- Nickname: Jock
- Born: 7 September 1903 Edinburgh, Scotland
- Died: 29 September 2008 (aged 105) Dunbar, Scotland
- Allegiance: United Kingdom
- Branch: British Army
- Unit: 79th (Scottish Horse) Medium Regiment, Royal Artillery
- Conflicts: D-Day
- Awards: Military Medal Légion d'honneur

= Jock Wilson (British Army soldier) =

John Nicholson "Jock" Wilson MM (7 September 1903 – 29 September 2008) was a British serviceman, who was Great Britain's oldest D-Day veteran. Wilson was a soldier in the 79th (Scottish Horse) Medium Regiment, Royal Artillery. On 6 June 1944, during the Second World War, Wilson landed at Juno Beach and participated in the fighting that led to one of the biggest defeats for Germany.

==Personal life before Second World War==
John "Jock" Wilson was born on 7 September 1903 in Edinburgh, Scotland. He attended Leith Academy for his grammar school education. When he was fourteen, he began working at McNiven and Cameron's, who were the makers of the Waverley pens. Wilson met his wife, Lily (née Ross) during a tea party at a Marine Garden ballroom in Seafield. They married in October 1934 in Morningside and had a daughter called Joyce in 1944. When Joyce was only two weeks old, Jock Wilson flew to Normandy to fight with the 79th Regiment of the Royal Artillery against Nazi Germany.

==Second World War==
Wilson joined the 79th Regiment of the Royal Artillery when many of his fellow soldiers were half his age. He was assigned to the radio division, which meant that his unit would land with the first group of soldiers on D-Day, 6 June 1944. Under constant attack, he and his comrades assembled a radio station to transmit information about the enemy's movements which helped the Allies determine where to deploy troops. Wilson was injured twice in the war and still had shrapnel in his arm after the war.

He was awarded the Military Medal for his actions on 14 February 1945, near the village of Viller in the Gennep municipality of the Netherlands. He was acting as technical assistant to Captain Fyffe who was attached to 1st Battalion, the Black Watch, as artillery observer, responsible for calling in artillery support and identifying targets. They had crossed the river Niers in a Buffalo overnight, and established their observation post in a flour mill in the battalion bridgehead. At around 0830, the German forces launched a counterattack, supported by self-propelled guns. Their observation post came under direct fire from two of these guns which scored 30–40 hits on the mill. Wilson was knocked down by the blast from one explosion, and hit by falling masonry but continued to assist Fyffe. Allied artillery was able to use the information provided to break up the counterattack. The award of the medal was gazetted on 24 May 1945.

==Postwar life==
After the death of his wife in 1964, he moved from Edinburgh to Dunbar so that he could live with Joyce and her husband, Tom. In that East Lothian town, he was considered a "central figure" at Remembrance Day services. During the Remembrance Services in 2001, Wilson placed a poppy on a memorial at the Princes Street Gardens. Wilson lived with his daughter for 43 years before moving to the Hollytrees Nursing Home in Belhaven Hospital in 2007.

==Awards and honours==
In addition to his Military Medal Wilson also received the Légion d'honneur, a prestigious military award of France, from Gérard Errera, the French ambassador, in London. When he was 90 years old, Wilson became an honorary member of the Dunbar and District Probus Club. He also received the "Our Forces Hero" award from the Daily Record and dedicated it to the soldiers who had lost their lives on D-Day in Normandy. In October 2004, Jock attended both the opening of the new Parliament in Edinburgh and Scotland's World Cup Qualifier against Norway at Hampden Park. He watched both events, which were 50 miles apart, in a limousine.
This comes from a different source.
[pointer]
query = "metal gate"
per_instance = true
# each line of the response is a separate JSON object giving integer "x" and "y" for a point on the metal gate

Known for his sense of humour, when Wilson and other veterans were meeting dignitaries after an awards ceremony, he said to Queen Elizabeth II, whom he had already met that day, "You know, madam, we'll have to stop meeting like this." Later, when he met the then-Prime Minister, Tony Blair, Wilson joked, "The only person to go into parliament with good intentions was Guy Fawkes, and he forgot his matches."

Wilson celebrated his 105th birthday at the Dunbar Club and received a bottle of malt. He also received a second birthday card from Queen Elizabeth II, which was presented to him by East Lothian’s Lord Lieutenant, Garth Morrison, at the Belhaven Hospital. He had received the first card from the Queen on his 104th birthday.

==Death and funeral service==
Jock Wilson died in Dunbar, Scotland, on 29 September 2008, at the age of 105. His funeral service was held at the Mortonhall Crematorium in Edinburgh. It was conducted by Charles Robertson, the Chaplain to the Normandy Veterans' Association.